2008-06-01

Dia 243

Dia 243:
Não consigo deixar de notar que nestes tempos miseráveis que tenho passado o meu medo cresceu imenso. Evoluiu tanto que temo que este pavor tenha já tomado uma forma bizarra; e quando vejo este ser curvado sobre si mesmo com costas espinhosas, sorriso ténue acho que ele está mesmo lá. Dou por mim a olhar para trás a cada minuto que passa quando não estou a olhar para o chão tentando desvendar a sua sombra tenebrosa.
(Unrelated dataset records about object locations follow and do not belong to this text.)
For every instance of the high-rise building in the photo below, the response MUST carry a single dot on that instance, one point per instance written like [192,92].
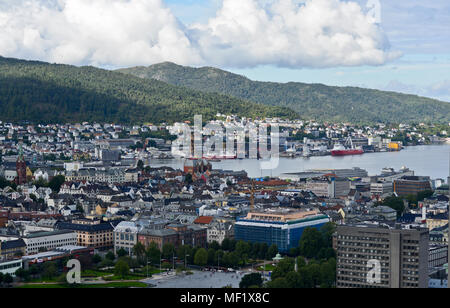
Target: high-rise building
[379,256]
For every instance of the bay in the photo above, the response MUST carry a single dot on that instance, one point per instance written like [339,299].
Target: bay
[429,160]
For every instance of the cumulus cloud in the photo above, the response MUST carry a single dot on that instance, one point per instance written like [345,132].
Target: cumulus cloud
[243,33]
[100,32]
[439,90]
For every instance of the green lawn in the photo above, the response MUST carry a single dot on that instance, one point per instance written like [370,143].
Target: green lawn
[269,267]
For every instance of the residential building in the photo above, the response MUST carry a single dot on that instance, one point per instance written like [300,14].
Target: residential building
[382,256]
[44,241]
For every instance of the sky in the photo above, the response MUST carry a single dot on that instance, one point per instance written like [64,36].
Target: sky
[396,45]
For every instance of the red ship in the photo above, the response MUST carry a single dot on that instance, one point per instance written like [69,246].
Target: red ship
[347,149]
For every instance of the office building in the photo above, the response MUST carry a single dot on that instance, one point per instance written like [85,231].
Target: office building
[411,185]
[282,228]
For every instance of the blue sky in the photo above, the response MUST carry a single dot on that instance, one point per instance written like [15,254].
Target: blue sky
[419,29]
[398,45]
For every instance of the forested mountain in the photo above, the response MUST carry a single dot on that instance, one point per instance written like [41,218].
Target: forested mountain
[315,101]
[50,93]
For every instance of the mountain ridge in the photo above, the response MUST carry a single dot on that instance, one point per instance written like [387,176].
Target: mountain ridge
[315,100]
[42,92]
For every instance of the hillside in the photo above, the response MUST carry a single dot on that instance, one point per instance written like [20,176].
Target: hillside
[315,101]
[50,93]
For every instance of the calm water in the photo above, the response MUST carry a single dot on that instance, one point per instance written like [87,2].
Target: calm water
[430,161]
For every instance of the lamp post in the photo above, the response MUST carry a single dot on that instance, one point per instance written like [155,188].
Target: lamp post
[148,262]
[185,259]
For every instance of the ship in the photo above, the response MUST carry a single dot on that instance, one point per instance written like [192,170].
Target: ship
[348,148]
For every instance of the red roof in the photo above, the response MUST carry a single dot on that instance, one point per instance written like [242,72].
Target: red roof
[204,220]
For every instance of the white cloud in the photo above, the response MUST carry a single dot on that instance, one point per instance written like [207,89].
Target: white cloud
[439,90]
[100,32]
[244,33]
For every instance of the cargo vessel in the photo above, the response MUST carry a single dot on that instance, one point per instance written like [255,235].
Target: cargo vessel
[346,149]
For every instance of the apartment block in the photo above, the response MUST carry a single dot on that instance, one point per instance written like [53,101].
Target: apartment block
[381,256]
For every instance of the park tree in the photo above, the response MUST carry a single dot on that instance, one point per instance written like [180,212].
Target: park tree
[251,280]
[168,251]
[283,268]
[139,251]
[311,242]
[153,253]
[96,259]
[110,256]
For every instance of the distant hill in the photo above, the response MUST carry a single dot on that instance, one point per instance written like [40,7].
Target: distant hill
[50,93]
[315,101]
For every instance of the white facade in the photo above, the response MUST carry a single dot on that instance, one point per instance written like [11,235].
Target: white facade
[49,240]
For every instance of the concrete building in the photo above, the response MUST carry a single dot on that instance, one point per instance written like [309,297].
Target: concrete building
[343,173]
[411,185]
[282,228]
[218,231]
[43,241]
[91,233]
[329,187]
[126,236]
[381,188]
[379,256]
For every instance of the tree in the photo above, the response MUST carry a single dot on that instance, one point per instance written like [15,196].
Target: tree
[168,251]
[188,178]
[250,280]
[327,231]
[328,273]
[140,165]
[272,252]
[50,270]
[153,253]
[212,257]
[110,256]
[283,268]
[96,259]
[22,274]
[139,251]
[121,269]
[294,280]
[201,257]
[8,279]
[395,203]
[214,245]
[122,253]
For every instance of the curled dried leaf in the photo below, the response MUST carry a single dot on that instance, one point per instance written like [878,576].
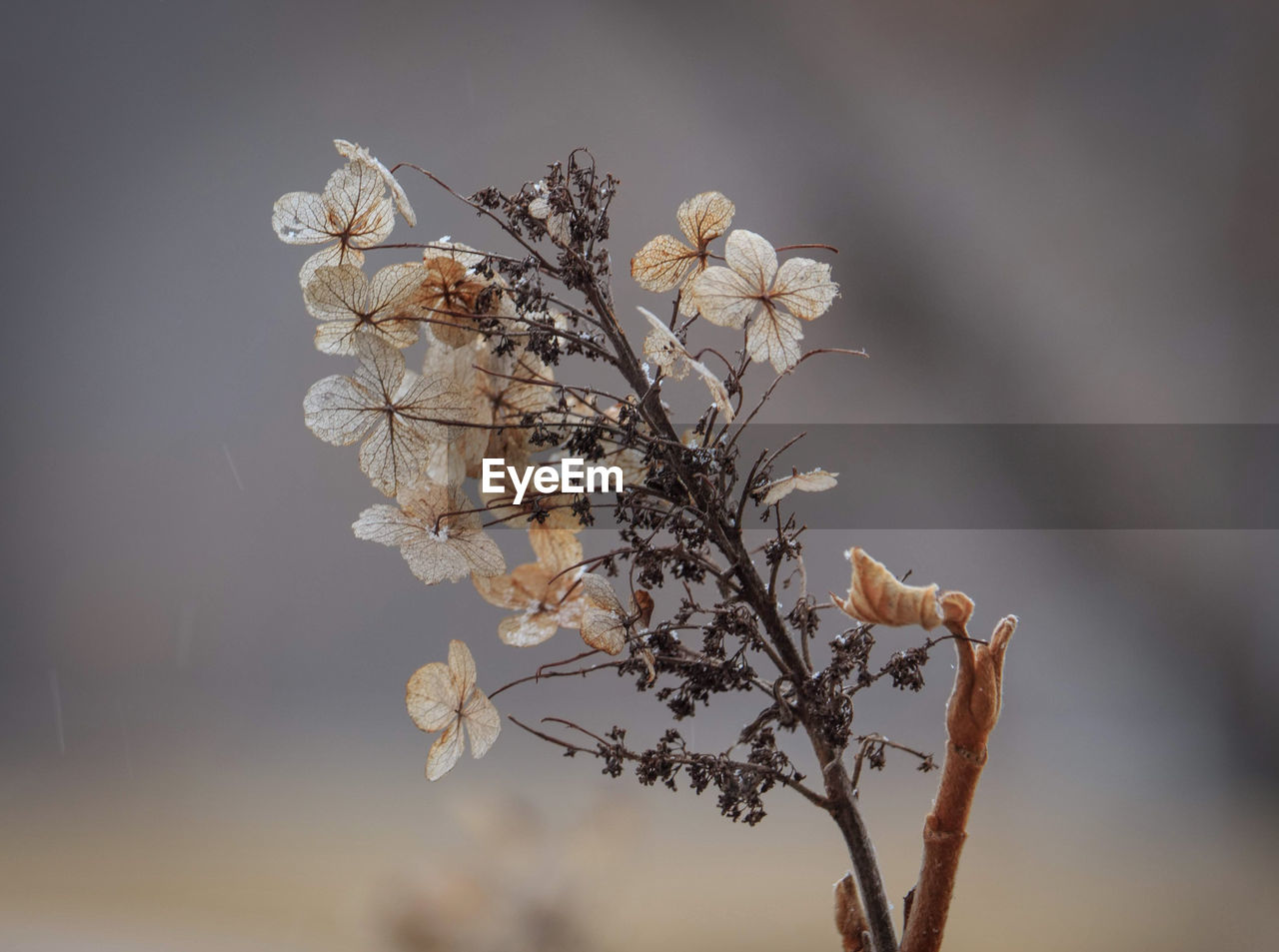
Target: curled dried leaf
[438,533]
[877,597]
[444,698]
[665,261]
[355,151]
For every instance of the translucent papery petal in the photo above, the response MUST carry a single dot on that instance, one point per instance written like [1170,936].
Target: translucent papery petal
[752,257]
[661,264]
[382,369]
[481,553]
[483,722]
[803,288]
[434,559]
[385,524]
[333,256]
[432,696]
[557,548]
[344,337]
[357,205]
[337,409]
[351,150]
[704,216]
[464,667]
[337,292]
[724,298]
[301,218]
[393,284]
[397,453]
[774,337]
[446,751]
[533,626]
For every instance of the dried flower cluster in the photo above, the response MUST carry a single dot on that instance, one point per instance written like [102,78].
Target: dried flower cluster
[678,603]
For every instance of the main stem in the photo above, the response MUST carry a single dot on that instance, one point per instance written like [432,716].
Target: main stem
[841,801]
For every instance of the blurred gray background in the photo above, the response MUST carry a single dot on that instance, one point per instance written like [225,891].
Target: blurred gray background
[1046,212]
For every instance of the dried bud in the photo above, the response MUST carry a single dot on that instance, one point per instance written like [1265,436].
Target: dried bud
[849,919]
[975,700]
[876,595]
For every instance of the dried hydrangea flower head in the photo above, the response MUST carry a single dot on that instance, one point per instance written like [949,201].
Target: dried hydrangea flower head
[752,288]
[444,698]
[350,215]
[438,531]
[348,305]
[400,416]
[545,591]
[666,262]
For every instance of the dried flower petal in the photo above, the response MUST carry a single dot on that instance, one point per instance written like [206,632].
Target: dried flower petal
[545,591]
[444,696]
[350,305]
[731,296]
[400,416]
[352,211]
[437,533]
[352,150]
[665,261]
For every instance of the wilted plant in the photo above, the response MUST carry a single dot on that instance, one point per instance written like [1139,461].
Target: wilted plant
[499,329]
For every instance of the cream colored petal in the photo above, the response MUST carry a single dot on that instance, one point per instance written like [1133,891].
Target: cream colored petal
[446,751]
[752,257]
[385,524]
[393,283]
[774,337]
[351,150]
[333,256]
[812,480]
[724,298]
[357,205]
[391,458]
[432,696]
[483,554]
[464,667]
[556,548]
[704,218]
[529,627]
[301,218]
[344,337]
[661,264]
[336,293]
[433,559]
[338,411]
[483,723]
[803,288]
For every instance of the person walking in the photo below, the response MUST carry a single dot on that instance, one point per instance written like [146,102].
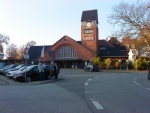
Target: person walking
[41,70]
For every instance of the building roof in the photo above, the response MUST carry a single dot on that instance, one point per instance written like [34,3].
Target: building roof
[89,15]
[35,51]
[114,41]
[108,50]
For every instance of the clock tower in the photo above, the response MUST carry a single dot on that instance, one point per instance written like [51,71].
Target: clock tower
[89,30]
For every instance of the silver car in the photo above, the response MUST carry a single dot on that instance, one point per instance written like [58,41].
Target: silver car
[11,74]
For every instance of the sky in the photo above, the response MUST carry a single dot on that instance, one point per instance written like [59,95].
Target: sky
[46,21]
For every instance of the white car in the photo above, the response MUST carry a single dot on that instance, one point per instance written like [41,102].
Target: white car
[11,74]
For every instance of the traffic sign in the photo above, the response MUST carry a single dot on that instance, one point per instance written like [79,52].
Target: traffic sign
[26,56]
[50,53]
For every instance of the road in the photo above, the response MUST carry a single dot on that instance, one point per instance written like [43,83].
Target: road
[80,92]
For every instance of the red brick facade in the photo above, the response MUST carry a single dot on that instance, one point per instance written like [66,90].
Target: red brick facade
[82,52]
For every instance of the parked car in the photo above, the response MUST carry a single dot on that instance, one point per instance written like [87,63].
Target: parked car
[91,67]
[3,70]
[13,69]
[11,74]
[32,73]
[149,74]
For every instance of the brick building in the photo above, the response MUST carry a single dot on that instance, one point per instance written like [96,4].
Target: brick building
[67,52]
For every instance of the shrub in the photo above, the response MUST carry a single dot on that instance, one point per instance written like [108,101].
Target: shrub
[140,64]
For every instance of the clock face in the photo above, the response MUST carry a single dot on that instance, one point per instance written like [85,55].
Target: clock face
[88,24]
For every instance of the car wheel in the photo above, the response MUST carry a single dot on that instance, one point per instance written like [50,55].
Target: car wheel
[28,79]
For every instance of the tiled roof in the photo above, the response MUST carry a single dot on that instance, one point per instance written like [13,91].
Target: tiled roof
[107,50]
[35,51]
[89,15]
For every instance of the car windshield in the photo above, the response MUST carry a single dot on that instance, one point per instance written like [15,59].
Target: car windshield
[22,68]
[29,68]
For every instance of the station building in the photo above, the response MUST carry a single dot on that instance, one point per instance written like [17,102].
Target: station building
[69,53]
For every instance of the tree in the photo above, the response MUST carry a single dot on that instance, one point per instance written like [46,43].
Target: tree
[20,50]
[133,20]
[11,51]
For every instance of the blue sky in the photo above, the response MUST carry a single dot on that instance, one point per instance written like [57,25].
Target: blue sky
[46,21]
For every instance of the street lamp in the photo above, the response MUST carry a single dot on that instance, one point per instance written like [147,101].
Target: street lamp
[120,64]
[127,64]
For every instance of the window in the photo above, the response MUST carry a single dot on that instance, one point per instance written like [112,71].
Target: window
[66,52]
[102,48]
[88,31]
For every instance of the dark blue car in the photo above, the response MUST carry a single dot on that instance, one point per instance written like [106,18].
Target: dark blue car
[3,70]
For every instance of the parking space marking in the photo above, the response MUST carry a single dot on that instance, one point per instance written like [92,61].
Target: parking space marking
[89,79]
[135,78]
[97,105]
[86,83]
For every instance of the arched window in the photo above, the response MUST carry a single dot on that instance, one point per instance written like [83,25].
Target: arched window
[66,52]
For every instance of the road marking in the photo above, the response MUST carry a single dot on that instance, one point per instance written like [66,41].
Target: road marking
[147,88]
[137,83]
[86,83]
[89,79]
[135,78]
[97,105]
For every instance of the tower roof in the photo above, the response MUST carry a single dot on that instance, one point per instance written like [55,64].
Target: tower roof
[89,15]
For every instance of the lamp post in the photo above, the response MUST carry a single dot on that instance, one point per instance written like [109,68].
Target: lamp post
[120,64]
[127,64]
[147,64]
[136,65]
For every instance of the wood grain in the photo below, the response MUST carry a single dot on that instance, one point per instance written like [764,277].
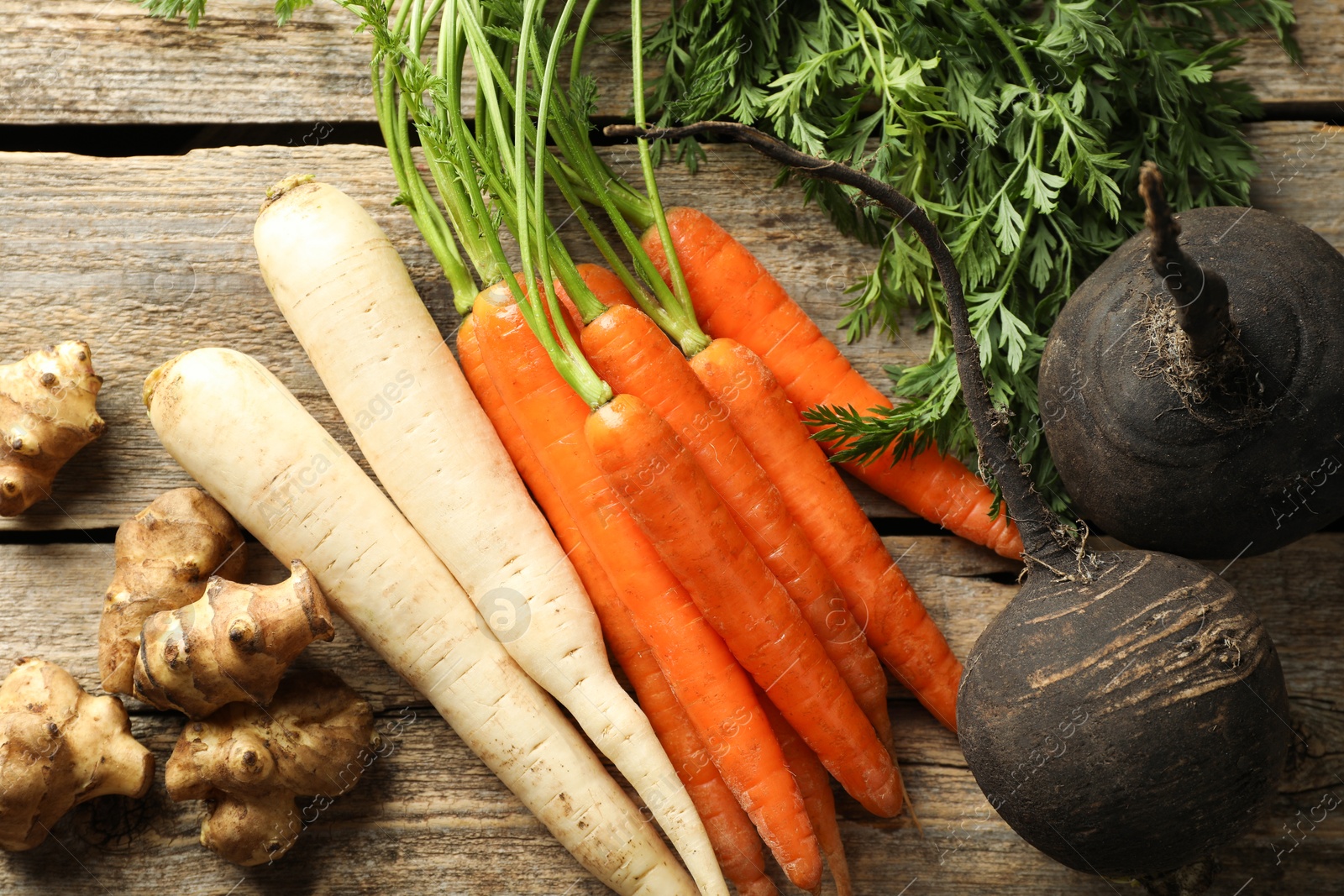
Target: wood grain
[432,819]
[150,257]
[104,60]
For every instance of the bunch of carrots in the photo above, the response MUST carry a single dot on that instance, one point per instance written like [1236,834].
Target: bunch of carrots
[652,407]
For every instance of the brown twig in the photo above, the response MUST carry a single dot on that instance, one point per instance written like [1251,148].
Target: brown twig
[1200,295]
[1037,524]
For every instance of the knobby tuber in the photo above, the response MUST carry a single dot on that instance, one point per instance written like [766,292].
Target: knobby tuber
[232,644]
[315,739]
[1126,712]
[60,746]
[1193,389]
[165,555]
[47,412]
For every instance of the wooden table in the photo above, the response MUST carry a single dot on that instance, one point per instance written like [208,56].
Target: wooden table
[148,255]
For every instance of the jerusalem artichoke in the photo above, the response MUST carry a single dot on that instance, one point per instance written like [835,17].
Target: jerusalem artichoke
[47,412]
[315,739]
[165,553]
[233,644]
[60,746]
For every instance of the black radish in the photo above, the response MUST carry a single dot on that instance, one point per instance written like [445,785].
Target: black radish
[1193,389]
[1126,714]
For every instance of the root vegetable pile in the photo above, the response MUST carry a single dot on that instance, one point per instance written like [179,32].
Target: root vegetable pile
[631,461]
[1159,674]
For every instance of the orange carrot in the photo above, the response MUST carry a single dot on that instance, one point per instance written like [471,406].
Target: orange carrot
[730,374]
[709,683]
[734,839]
[633,356]
[816,793]
[689,523]
[737,298]
[893,618]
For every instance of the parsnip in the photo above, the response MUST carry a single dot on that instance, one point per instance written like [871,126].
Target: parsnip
[351,302]
[249,443]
Ao fundo do corredor ouvem-se barulhos com voz de pessoas a cacarejar. (Sim, as pessoas cacarejam tão bem como qualquer galinha.) Tenho ainda mais medo. Tive a sensação eu alguém entrou aqui mas escondi-me rapidamente e não cheguei a ter uma boa perspectiva. Tenho passado muito tempo omitindo-me de mim mesmo. Já não me vejo reflectido, privado que estou do universo em que vivi outrora. Não sou mais um ser sociável. Não sou mais parte da sociedade. Pergunto-me de quando a quando, enquanto imagino o meu reflexo na sombra. Afinal sou mesmo eu que estou ali. Sou mesmo. Não sei se sou. Há rangeres de madeira fincada em alumínio que me fazem suster a respiração. Não sei se o predador tem olhos ou ouvidos. Pode ter sensor térmico e nada disto me valia. Se pudesse apagava a luz mas não chego ao interruptor. As luzes estão desligadas. Ouve-se uma música ao fim de três dias. Por que razão não a ouviu nos dois dias anteriores se viu que estava lá. Viu-a com os dedos de porcelana da loiça… Tenho que me esconder novamente.